The new Rapide boasts more ‘power and luxury’ than the original Rapide, thanks to its Gen 4 AM11 engine. But the Aston’s power only really kicks in when you approach the red revs. While driving from Callow Street towards the M40, the Aston glided smoothly and quietly through the streets. The 620Nm of torque delivers the very heady power of 558PS — an increase of more than 17 per cent over the previous Rapide.
This is one of the very best Astons ever built. It is a true touring car with much improved space inside and unexpectedly economical fuel consumption: I drove from Shropshire to London (160 miles) using just half a tank. The superb Bang & Olufsen stereo is loud enough to be used in the Ministry of Sound. I liked the abundance of cup holders. I loved the Aston umbrella in the boot, and the fact that it is not just a car than claims to fit four adults inside — it is a car that actually has room to fit four adults.

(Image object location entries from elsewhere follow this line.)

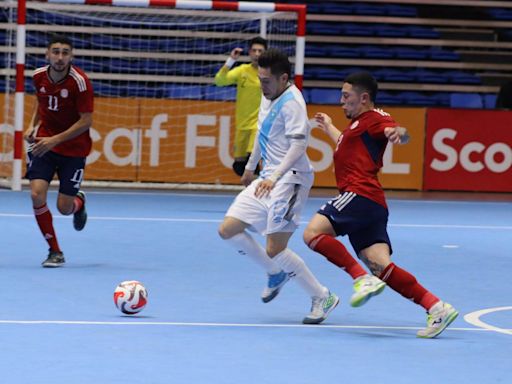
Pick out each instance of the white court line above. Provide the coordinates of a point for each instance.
(227, 325)
(474, 319)
(201, 220)
(210, 195)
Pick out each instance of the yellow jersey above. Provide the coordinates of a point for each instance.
(248, 93)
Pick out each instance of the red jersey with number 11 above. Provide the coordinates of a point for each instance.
(358, 155)
(60, 105)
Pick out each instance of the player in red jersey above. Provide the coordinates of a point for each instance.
(360, 211)
(59, 140)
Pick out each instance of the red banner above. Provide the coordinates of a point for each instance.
(468, 150)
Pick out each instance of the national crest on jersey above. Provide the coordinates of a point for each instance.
(280, 120)
(359, 152)
(60, 105)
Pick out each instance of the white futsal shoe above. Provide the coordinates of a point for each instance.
(320, 308)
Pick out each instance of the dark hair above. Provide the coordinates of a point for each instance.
(258, 40)
(364, 82)
(277, 61)
(54, 39)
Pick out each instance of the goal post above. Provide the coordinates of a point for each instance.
(159, 119)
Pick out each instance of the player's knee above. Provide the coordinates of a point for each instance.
(65, 208)
(239, 166)
(274, 249)
(309, 235)
(226, 231)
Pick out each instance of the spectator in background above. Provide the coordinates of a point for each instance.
(504, 100)
(248, 97)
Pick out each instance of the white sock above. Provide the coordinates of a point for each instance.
(290, 262)
(246, 245)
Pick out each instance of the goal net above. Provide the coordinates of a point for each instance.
(158, 116)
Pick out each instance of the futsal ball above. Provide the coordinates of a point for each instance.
(130, 297)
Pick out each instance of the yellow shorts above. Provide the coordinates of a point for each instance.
(244, 142)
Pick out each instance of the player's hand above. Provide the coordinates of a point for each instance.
(43, 145)
(396, 135)
(247, 177)
(263, 188)
(235, 53)
(324, 121)
(28, 135)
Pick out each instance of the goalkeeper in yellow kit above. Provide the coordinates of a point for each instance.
(248, 97)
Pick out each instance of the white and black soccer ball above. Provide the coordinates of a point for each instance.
(130, 297)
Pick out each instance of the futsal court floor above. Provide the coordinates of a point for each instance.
(205, 322)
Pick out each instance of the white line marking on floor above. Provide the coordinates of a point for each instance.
(134, 322)
(202, 220)
(474, 319)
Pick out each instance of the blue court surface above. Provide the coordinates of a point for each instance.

One of the quirkiest features of the Rapide S is that the engine noise has been recorded so that you can actually listen to the throaty roar on the Aston Martin website before the car is even delivered to your front door. And if you get withdrawal symptoms, you can turn the V12 engine whine into your mobile ringtone — as, I suspect, those viewers of Top Gear I met on the forecourt have probably done.